Victor received the formal notice of the board's independent investigation at 11:19 a.m. the following day.
It arrived via courier—thick legal envelope, hand-delivered to his office by a stone-faced messenger who didn't wait for a signature. Victor tore it open while still standing at his desk.
The cover letter was brief, on company letterhead:
Re: Independent Investigation Pursuant to Section 5.1 – Breach of Fiduciary Duty & Conflict of Interest
Dear Mr. Victor James Smith,
At the emergency board session held on [date], a motion was passed to open an independent investigation into your conduct as a director. The scope includes:
Unauthorized disclosure of private family matters to media outlets
Violation of a court-issued temporary protective order regarding minor Sophie Grace Smith
Potential conflicts of interest in attempting to influence board proceedings for personal gain
You are requested to preserve all relevant documents, communications, and electronic records. Formal interviews will be scheduled within 14 days. Failure to cooperate may result in immediate removal from the board and referral to regulatory authorities.
Regards,
Independent Counsel (retained by Smith Enterprises Board)
Victor read it twice.
Then he laughed—low at first, then louder, the sound scraping against the silence of his office like broken glass.
He dropped into his chair. Swiveled to face the window. The city sprawled beneath him—his city, slipping through his fingers like sand.
They had moved against him.
Not Raymond alone.
The board.
His board.
Margaret Hale's name was on the motion as a second. She had folded. The yellow votes had flipped. Even the abstainers had not defended him.
He had expected resistance.
He had expected Raymond to fight dirty.
He had not expected the board to turn so quickly.
Victor opened his desk drawer. Pulled out the burner phone he had used to text Sophie.
The message still sat unsent in drafts—his second attempt, softer, more pleading:
Victor: Sophie, please. Just call me. I'm not angry. I just want to know you're okay.
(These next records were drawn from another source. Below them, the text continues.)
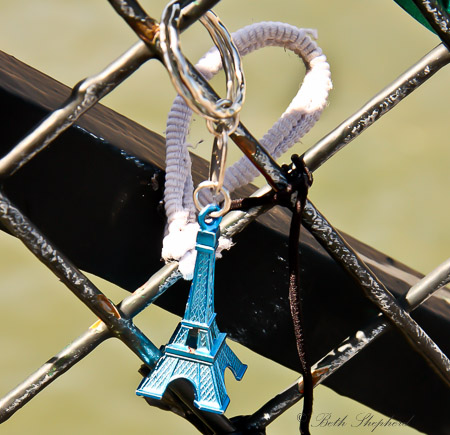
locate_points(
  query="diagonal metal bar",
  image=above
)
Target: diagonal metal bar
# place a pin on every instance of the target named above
(131, 306)
(437, 17)
(242, 137)
(86, 94)
(375, 291)
(375, 108)
(79, 284)
(335, 359)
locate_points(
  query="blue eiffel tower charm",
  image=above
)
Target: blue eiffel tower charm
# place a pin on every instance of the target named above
(197, 350)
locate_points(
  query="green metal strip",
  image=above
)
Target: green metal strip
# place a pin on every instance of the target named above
(411, 8)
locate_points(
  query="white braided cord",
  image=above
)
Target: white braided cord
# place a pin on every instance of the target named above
(300, 116)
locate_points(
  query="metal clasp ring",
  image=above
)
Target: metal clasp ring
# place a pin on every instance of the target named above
(180, 70)
(208, 184)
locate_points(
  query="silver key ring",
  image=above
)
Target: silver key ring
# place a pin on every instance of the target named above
(198, 98)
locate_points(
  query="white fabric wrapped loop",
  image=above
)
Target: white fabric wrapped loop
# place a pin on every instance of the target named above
(300, 116)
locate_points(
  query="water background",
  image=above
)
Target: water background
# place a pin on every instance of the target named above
(389, 188)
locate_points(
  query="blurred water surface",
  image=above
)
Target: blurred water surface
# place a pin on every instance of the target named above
(389, 189)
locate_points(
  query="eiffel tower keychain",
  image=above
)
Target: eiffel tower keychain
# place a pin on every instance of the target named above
(197, 350)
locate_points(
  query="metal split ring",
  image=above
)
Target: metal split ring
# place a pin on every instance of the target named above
(226, 198)
(181, 72)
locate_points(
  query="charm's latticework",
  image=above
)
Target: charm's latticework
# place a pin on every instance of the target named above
(197, 350)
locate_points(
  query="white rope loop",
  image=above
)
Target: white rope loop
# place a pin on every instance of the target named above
(300, 116)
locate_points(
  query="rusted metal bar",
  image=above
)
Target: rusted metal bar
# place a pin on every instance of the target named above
(375, 108)
(131, 306)
(375, 291)
(119, 325)
(86, 94)
(350, 347)
(242, 137)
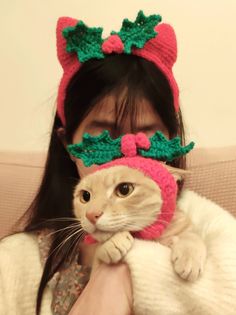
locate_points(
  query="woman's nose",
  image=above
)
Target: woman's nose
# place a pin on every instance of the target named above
(93, 216)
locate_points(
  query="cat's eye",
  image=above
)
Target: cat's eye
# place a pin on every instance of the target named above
(124, 189)
(84, 196)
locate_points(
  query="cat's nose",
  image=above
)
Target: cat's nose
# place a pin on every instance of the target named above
(93, 216)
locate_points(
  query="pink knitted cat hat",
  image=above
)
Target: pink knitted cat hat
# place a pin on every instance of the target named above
(141, 153)
(145, 37)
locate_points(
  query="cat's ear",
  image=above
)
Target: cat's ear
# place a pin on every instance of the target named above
(177, 173)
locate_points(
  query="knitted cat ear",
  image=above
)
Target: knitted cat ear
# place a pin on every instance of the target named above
(177, 173)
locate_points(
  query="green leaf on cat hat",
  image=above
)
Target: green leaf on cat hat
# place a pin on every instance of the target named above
(96, 150)
(165, 150)
(85, 41)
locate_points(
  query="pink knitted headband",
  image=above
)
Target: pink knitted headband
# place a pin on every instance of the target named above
(145, 37)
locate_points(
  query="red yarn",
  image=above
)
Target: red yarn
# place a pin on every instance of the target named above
(161, 50)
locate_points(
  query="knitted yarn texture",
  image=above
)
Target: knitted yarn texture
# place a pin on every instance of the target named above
(77, 43)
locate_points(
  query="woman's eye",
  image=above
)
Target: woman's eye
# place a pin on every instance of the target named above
(124, 189)
(84, 196)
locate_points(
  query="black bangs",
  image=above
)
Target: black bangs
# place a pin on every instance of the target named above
(129, 79)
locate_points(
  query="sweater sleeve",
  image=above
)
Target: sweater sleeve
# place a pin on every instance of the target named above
(20, 273)
(157, 290)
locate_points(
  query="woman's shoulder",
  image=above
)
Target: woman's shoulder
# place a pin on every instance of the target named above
(19, 249)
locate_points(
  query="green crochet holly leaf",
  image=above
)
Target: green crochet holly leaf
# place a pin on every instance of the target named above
(96, 150)
(165, 150)
(137, 33)
(85, 41)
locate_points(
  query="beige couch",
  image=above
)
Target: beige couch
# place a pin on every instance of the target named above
(213, 175)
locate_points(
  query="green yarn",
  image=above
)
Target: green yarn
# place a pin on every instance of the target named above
(165, 150)
(96, 150)
(85, 41)
(137, 33)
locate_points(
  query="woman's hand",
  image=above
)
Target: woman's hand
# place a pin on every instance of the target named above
(108, 292)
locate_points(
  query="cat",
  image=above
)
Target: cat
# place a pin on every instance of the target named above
(111, 203)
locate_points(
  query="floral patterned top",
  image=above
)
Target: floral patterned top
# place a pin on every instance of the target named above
(67, 283)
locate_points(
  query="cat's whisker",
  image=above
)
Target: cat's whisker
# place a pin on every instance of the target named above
(63, 219)
(72, 227)
(73, 246)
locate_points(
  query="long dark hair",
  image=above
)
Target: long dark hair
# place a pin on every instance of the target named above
(95, 80)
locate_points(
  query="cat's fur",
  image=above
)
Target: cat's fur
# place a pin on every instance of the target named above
(115, 217)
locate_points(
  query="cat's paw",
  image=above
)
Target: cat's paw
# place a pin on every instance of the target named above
(114, 250)
(188, 259)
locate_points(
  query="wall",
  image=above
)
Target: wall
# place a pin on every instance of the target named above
(30, 73)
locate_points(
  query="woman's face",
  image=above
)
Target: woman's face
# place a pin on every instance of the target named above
(103, 117)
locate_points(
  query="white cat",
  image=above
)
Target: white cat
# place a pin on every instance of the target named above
(113, 202)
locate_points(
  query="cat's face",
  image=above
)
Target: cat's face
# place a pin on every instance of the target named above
(116, 199)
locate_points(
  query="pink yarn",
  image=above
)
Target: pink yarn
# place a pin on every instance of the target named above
(161, 50)
(113, 44)
(130, 143)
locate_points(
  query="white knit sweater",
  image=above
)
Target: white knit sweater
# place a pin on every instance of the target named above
(157, 290)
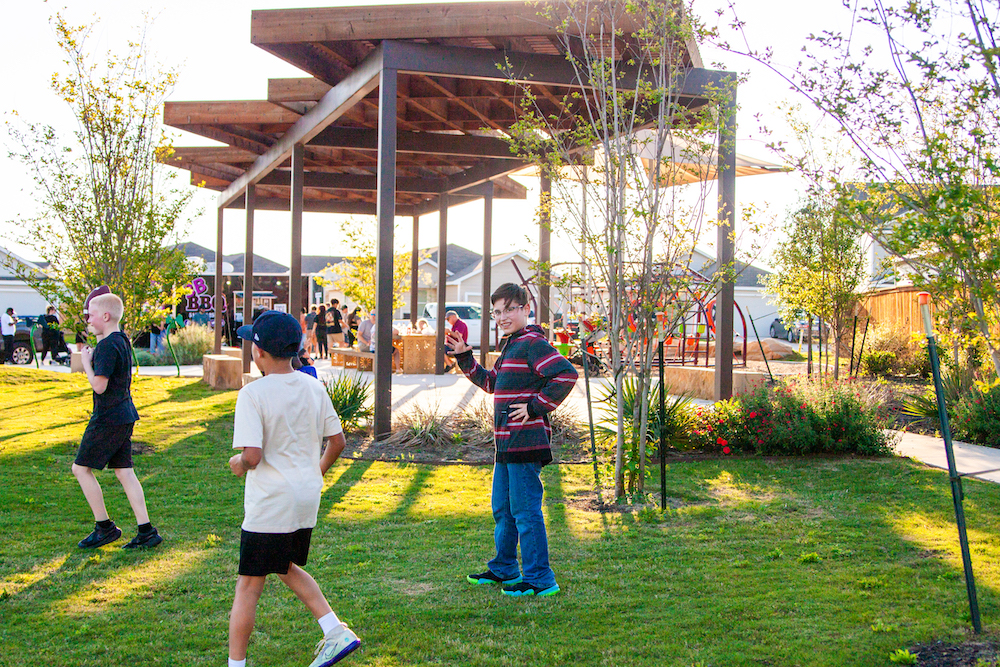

Dad.
He stared at it for a long moment.
Then deleted the draft.
Deleted the entire thread.
Then smashed the phone against the edge of the desk—once, twice—until the screen spiderwebbed and the casing cracked.
He dropped the pieces into the trash.
Stood.
Paced.
His breathing came short, ragged.
He had lost Sophie.
Lost the moral high ground.
Lost the board's trust.
And now the investigation would peel back every layer he had spent decades hiding: the hidden cameras, the monitored phone logs, the private investigators, the carefully curated image of the devoted father who was only ever trying to "protect" his daughter from the world (and from herself).
They would find the texts he had sent her over the years—subtle guilt trips, veiled threats disguised as concern, reminders that she owed him her loyalty.
They would find the financial trails—payments to Graves, to Reynolds, to the stringers who had run his leaks.
They would find the old emails to board allies, planting doubts about Raymond long before Alicia ever appeared.
And when they did…
Victor stopped pacing.
Pressed his palms flat against the window. Forehead to glass.
For the first time in decades, he felt something he had not allowed himself to feel since he was the overlooked younger brother watching his father groom his older sibling for the throne.
Smallness.
Insignificance.
The realization that the empire he had helped build no longer needed him.
That his daughter no longer needed him.
That the board no longer feared him.
He closed his eyes.
Breathed.
Then opened them.
The city kept moving—indifferent, endless.
Victor straightened.
Walked to his desk.
Opened the bottom drawer.
Pulled out the slim black folder—the one containing the old emails, the financial records, the grainy photo of Raymond at twenty-five.
He stared at it for a long moment.
Then closed it.
Locked the drawer.
And sat back down.
He was not done.
Not yet.
But the game had changed.
No more leaks.
No more texts.
No more proxies.
If he was going down, he would do it quietly.
Strategically.
And when the investigation cleared him—or when it didn't—he would still be here.
Waiting.
Because empires were not won in days.
They were won in decades.
And Victor Smith had always played the long game.
Even when the board thought he had lost.